I stumbled across a sinister subculture in doing research about the HBO series "Rome." White supremacists hold the patricians of ancient Rome in high regard, as exemplars of the blond race. Patricians were "Nordic," apparently, and thereby ancient first cousins of the Third Reich.

Certain contemporary fascist types worry out loud and unabashedly about "impure" blood infecting "superior races" and point to the rather lax intermarriage of the ancient Roman patricians as a lesson in what not to do. Witness this: "the blood of the Plebeians was to mingle with the Nordic [patrician] upper classes. This was the first step in the downfall of Rome, sure to bring evil even though its effects were slow." (Caution: the website linked above is white supremacist to the core.)

Those lines were written by Roger Pearson, a British-born fascist who was for a time a member in good standing of the Heritage Foundation in Washington, D.C.

Pearson noted with approval that "the oldest element in Roman law" provided for the killing of misshapen children, and he quoted Seneca: "We drown the weaklings and misshapen. It is not unreason but reason to separate the fit from the unfit."

Well, okay then!

No wonder Adolph Hitler admired ancient Rome, considered it an earlier Aryan empire to emulate.
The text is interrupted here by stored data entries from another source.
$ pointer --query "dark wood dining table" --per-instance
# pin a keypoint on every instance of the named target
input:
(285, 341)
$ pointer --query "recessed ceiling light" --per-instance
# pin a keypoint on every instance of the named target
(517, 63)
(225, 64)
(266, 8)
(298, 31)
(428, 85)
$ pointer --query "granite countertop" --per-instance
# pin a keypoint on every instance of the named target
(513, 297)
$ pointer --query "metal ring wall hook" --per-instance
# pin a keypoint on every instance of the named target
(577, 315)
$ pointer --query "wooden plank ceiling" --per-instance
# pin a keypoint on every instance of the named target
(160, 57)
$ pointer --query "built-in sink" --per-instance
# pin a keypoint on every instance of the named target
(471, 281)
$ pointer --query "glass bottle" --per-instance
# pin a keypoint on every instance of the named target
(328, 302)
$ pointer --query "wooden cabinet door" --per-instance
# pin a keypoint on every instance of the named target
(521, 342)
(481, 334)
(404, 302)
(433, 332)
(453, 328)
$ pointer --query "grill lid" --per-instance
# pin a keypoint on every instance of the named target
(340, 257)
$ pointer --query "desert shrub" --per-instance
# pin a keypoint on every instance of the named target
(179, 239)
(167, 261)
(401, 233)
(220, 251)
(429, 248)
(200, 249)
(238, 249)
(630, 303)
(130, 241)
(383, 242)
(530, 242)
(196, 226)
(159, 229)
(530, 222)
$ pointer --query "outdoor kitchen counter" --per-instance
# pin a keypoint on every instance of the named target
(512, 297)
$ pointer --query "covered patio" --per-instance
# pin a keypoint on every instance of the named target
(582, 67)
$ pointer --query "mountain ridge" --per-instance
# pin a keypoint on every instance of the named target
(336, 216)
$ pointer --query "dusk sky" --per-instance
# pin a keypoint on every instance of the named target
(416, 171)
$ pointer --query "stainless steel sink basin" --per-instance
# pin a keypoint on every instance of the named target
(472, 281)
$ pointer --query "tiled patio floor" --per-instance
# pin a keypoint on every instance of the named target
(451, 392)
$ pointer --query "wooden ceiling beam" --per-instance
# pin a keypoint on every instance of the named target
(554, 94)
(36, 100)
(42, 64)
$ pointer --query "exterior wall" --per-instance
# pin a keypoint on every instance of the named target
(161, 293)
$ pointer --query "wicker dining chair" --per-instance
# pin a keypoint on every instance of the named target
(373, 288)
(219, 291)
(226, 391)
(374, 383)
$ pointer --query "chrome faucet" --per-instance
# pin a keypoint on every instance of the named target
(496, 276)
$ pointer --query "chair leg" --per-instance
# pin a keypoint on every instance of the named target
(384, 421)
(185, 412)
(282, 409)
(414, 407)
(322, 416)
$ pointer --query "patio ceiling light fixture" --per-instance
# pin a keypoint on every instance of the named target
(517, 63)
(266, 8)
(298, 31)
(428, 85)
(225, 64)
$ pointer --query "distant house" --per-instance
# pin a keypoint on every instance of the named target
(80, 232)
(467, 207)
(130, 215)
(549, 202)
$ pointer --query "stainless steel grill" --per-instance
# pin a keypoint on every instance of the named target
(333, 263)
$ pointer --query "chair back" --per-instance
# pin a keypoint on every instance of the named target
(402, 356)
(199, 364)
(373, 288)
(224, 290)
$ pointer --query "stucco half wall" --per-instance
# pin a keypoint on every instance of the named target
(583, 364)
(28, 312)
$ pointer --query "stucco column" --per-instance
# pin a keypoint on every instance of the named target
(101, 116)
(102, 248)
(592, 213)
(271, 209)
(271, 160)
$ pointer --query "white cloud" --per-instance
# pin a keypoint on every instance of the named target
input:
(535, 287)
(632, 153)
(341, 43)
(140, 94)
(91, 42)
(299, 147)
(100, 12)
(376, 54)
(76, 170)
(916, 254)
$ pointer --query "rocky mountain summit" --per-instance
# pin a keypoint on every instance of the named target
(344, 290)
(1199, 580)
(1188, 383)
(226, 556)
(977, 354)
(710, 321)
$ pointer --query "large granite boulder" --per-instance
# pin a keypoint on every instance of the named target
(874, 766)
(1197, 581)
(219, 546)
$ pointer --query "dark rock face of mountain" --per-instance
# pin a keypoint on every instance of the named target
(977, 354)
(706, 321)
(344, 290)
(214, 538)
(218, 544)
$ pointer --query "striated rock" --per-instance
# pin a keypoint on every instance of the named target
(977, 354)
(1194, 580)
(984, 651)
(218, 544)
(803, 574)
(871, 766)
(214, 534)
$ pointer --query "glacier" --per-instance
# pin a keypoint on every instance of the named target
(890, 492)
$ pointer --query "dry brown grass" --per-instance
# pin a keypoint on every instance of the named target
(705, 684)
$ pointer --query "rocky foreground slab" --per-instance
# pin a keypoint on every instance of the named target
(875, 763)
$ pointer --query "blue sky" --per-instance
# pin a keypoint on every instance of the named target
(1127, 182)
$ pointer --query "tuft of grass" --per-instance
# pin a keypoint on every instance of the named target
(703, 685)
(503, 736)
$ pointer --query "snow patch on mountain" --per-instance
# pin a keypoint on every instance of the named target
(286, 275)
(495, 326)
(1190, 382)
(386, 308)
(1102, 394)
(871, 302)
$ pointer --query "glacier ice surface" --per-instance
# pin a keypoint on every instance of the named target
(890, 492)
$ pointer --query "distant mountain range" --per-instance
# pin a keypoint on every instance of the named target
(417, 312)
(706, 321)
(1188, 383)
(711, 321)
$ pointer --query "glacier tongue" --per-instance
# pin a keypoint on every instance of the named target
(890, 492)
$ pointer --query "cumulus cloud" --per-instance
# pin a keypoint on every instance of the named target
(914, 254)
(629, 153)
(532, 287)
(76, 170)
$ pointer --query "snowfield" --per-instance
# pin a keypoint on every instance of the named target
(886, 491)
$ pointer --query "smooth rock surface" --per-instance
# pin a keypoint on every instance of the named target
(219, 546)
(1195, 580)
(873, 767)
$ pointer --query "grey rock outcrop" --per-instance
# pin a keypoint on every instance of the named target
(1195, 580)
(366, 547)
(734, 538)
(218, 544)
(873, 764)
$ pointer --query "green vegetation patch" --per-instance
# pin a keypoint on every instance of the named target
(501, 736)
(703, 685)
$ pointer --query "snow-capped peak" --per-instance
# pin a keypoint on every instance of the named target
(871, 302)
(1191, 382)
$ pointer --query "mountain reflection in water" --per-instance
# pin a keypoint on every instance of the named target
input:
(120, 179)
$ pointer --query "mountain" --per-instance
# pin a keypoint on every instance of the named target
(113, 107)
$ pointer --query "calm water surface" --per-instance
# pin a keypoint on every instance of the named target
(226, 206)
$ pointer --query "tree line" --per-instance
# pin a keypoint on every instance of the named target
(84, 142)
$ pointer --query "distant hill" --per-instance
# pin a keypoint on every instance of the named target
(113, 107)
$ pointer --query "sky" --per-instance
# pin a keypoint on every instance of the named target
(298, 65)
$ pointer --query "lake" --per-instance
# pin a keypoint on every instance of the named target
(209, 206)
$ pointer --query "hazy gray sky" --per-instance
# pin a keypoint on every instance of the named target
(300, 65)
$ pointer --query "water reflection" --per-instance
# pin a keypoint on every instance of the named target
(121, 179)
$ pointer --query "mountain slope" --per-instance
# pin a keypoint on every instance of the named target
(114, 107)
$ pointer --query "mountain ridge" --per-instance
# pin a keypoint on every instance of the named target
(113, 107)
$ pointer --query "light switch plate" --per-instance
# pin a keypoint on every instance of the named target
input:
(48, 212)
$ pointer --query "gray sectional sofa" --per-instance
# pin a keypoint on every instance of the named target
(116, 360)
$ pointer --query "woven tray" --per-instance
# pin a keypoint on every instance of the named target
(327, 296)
Germany's Nazi past, especially the way the Nazis turned good boys into SS officers, is probed effectively in a new German film, "Before the Fall," written and directed by Dennis Gansel. (German title: "Napola," which was an acronym for "National-politische Erziehungs-Anstalt" or "National Political Education Institute," the training schools where young boys judged "Nordic" enough were sent to learn Nazi doctrine about race purity, to develop perfect military obedience, and to hone certain killing skills for warfare.)

"Before the Fall" helps us understand the process those boys went through, why it felt good to them, even life-affirming to turn over their free will to an abstraction. Gansel's film, though, carefully explores the experience of the doubters among the boys, of those who questioned, i.e., the "weak" who needed drowning. Seneca's line quoted above becomes a pivotal plot point in "Before the Fall."

One would like to know how Gansel's film was received by German audiences, many of them (we're led to believe) still in denial about the Nazi past. For that matter, one wonders how the film might be received by the mass of Americans, many of them all too ready to condemn as traitors anyone who questioned our own supreme leader's foreign policies during the last six years.